On Saturday morning I take off on my bicycle with a couple thousand of my closest friends - including Lance Armstrong and some of his Team RadioShack teammates - on the Harpeth River Ride. I am doing the 62-mile course with mixed emotions. (Not sure how far Lance is riding or what his emotional state is.)
On one hand I love riding my bike and I see the benefit - or more accurately the necessity - of riding to get in better shape (another way of saying, "need to lose 20 pounds ... again"). On the other hand, after a long winter hibernation and then an early spring surgery, I'm not in the best shape of my life, a condition that both motivates and discourages the obvious cure. So I know full well that not all of the 62 miles promise to be fun. In the short time I've had to get ready for this modest ride I've discovered that after about 25 miles the gentle rolling hills of Middle Tennessee are not always so gentle.
I was sifting through some excerpts from Albert Schweitzer's Africa Notebooks and stumbled on this relevant observation the great missionary and humanitarian made as he conversed with the natives of Africa. They were curious as to the differences between themselves and the people of Europe where Schweitzer was born.

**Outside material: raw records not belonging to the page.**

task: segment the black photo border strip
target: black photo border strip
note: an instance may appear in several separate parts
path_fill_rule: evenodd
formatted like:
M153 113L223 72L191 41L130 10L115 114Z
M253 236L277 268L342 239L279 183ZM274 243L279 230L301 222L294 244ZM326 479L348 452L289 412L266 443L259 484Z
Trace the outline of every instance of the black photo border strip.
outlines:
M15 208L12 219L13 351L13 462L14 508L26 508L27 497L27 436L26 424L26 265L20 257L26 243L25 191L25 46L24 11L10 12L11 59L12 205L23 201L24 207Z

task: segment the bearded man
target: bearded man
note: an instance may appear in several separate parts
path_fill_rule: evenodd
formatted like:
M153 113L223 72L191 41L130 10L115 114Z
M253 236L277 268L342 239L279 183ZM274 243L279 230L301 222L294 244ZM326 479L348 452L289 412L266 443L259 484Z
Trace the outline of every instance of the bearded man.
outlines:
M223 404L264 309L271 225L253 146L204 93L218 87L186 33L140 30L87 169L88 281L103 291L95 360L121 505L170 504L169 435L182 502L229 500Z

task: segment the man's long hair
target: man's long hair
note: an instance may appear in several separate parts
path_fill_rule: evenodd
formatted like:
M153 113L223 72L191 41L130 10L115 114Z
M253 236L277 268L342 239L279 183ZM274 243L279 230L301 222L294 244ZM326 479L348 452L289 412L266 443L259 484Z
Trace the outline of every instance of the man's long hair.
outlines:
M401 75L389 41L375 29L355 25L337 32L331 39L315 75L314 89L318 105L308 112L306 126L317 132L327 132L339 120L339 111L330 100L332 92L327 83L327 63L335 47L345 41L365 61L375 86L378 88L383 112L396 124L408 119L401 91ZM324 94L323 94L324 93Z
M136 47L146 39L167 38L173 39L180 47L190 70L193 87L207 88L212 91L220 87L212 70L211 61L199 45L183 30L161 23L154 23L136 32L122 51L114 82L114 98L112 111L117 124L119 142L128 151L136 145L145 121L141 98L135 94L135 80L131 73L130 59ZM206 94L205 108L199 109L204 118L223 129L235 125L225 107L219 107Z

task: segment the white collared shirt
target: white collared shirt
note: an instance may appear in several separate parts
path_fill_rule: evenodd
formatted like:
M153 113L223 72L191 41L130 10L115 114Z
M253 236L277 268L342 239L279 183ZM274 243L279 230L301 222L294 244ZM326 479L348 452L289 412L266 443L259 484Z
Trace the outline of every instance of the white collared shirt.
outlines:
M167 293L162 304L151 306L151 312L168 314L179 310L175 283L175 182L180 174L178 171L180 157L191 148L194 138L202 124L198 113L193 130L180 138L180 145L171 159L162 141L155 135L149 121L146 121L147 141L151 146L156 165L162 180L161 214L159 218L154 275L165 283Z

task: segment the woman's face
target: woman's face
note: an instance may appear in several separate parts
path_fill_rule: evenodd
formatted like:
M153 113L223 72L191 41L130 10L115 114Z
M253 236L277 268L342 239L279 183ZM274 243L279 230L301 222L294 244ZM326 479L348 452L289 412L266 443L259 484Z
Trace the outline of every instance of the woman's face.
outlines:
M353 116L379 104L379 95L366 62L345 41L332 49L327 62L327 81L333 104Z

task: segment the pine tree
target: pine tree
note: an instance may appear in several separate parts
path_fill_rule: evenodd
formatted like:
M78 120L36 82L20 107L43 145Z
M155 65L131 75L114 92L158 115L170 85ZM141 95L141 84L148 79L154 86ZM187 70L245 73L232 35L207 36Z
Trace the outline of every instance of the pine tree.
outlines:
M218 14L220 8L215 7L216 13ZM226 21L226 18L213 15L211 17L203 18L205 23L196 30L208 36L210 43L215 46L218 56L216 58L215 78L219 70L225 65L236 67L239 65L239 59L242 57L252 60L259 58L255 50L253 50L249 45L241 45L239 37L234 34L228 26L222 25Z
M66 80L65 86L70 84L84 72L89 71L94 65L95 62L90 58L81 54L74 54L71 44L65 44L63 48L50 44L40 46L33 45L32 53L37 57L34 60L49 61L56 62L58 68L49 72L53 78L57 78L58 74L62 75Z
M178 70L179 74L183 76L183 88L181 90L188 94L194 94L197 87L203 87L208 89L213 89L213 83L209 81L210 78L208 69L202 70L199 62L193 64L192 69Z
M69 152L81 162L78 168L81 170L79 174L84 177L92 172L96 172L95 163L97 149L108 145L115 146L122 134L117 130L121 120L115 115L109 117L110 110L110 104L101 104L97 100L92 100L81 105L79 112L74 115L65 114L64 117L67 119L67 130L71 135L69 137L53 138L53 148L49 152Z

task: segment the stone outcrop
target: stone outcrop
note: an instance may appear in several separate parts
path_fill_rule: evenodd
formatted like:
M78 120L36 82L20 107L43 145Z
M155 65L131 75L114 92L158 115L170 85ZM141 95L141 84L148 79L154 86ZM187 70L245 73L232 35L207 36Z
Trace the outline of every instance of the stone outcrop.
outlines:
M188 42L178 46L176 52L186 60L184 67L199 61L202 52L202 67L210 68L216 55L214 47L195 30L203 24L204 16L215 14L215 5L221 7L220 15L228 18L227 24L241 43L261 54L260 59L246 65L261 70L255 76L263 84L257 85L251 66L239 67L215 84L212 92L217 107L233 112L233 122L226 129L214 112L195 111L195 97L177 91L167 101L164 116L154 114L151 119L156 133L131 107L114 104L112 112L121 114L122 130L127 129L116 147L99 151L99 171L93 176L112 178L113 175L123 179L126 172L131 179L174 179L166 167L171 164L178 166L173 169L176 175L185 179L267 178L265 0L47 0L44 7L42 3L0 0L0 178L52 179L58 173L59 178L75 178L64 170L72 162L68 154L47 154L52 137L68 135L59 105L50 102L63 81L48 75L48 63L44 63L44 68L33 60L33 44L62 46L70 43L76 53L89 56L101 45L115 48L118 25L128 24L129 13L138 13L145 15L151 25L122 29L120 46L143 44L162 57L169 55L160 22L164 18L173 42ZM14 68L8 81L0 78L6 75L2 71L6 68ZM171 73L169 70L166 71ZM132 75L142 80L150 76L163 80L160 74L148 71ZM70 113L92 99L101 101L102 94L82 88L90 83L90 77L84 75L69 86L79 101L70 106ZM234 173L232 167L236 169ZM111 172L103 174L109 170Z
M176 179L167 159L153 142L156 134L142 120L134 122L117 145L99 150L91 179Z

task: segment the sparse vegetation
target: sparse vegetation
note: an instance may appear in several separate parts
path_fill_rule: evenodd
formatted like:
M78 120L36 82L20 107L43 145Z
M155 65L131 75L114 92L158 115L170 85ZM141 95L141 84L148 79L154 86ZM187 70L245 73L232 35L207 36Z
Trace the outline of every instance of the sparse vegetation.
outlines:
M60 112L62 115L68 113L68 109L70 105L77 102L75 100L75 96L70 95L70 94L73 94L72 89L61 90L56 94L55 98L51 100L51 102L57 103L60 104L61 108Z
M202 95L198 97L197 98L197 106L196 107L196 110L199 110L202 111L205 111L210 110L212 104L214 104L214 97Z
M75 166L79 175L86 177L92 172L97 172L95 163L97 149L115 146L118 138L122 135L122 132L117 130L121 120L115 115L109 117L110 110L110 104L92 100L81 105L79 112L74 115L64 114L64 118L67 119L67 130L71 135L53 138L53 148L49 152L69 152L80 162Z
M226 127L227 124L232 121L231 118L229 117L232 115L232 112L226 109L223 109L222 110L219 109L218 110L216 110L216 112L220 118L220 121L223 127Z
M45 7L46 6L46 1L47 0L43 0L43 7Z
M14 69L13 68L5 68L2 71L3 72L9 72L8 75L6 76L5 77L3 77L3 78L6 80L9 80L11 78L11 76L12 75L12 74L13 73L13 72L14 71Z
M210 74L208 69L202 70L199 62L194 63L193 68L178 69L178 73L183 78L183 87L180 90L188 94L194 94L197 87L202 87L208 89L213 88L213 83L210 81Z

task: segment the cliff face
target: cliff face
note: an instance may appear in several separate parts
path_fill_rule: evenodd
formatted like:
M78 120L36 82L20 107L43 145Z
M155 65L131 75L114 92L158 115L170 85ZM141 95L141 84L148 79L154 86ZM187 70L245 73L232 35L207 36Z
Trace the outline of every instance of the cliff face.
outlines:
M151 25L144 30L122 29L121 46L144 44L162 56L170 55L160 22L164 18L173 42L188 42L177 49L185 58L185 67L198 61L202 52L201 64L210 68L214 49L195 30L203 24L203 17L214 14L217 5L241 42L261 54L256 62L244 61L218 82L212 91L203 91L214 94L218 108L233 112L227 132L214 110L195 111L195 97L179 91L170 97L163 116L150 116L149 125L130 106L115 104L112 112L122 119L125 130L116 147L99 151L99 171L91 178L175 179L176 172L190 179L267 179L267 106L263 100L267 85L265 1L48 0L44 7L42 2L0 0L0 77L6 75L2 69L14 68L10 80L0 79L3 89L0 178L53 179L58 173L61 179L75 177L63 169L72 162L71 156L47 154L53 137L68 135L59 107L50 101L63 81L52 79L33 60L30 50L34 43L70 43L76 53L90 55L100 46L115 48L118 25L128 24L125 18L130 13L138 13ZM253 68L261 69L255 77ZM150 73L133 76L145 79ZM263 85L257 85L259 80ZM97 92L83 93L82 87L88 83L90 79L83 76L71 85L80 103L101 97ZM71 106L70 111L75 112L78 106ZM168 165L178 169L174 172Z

So I go on to tell them that in Europe people row for pleasure, a statement followed by uncontrollable laughter. ... I don't attempt to make clear to them what sport is. The conditions under which they live in so many ways compel them to use their physical forces and take exercise to a greater extent than they like, that they cannot understand at all how people can do so except under compulsion.
We may have a choice whether to exercise or not, but in our corner of the world where food is abundant and many of us ply a trade that is sedentary, it's not surprising we put on jogging shoes or head to the gym or hop on a bike under a certain compulsion, too.
So will I ride for pleasure or compulsion on Saturday? I'm telling myself it is for pleasure. But halfway through I may not be able to fool myself any longer. As is so often the case in life, the answer is a definite and resounding, yes.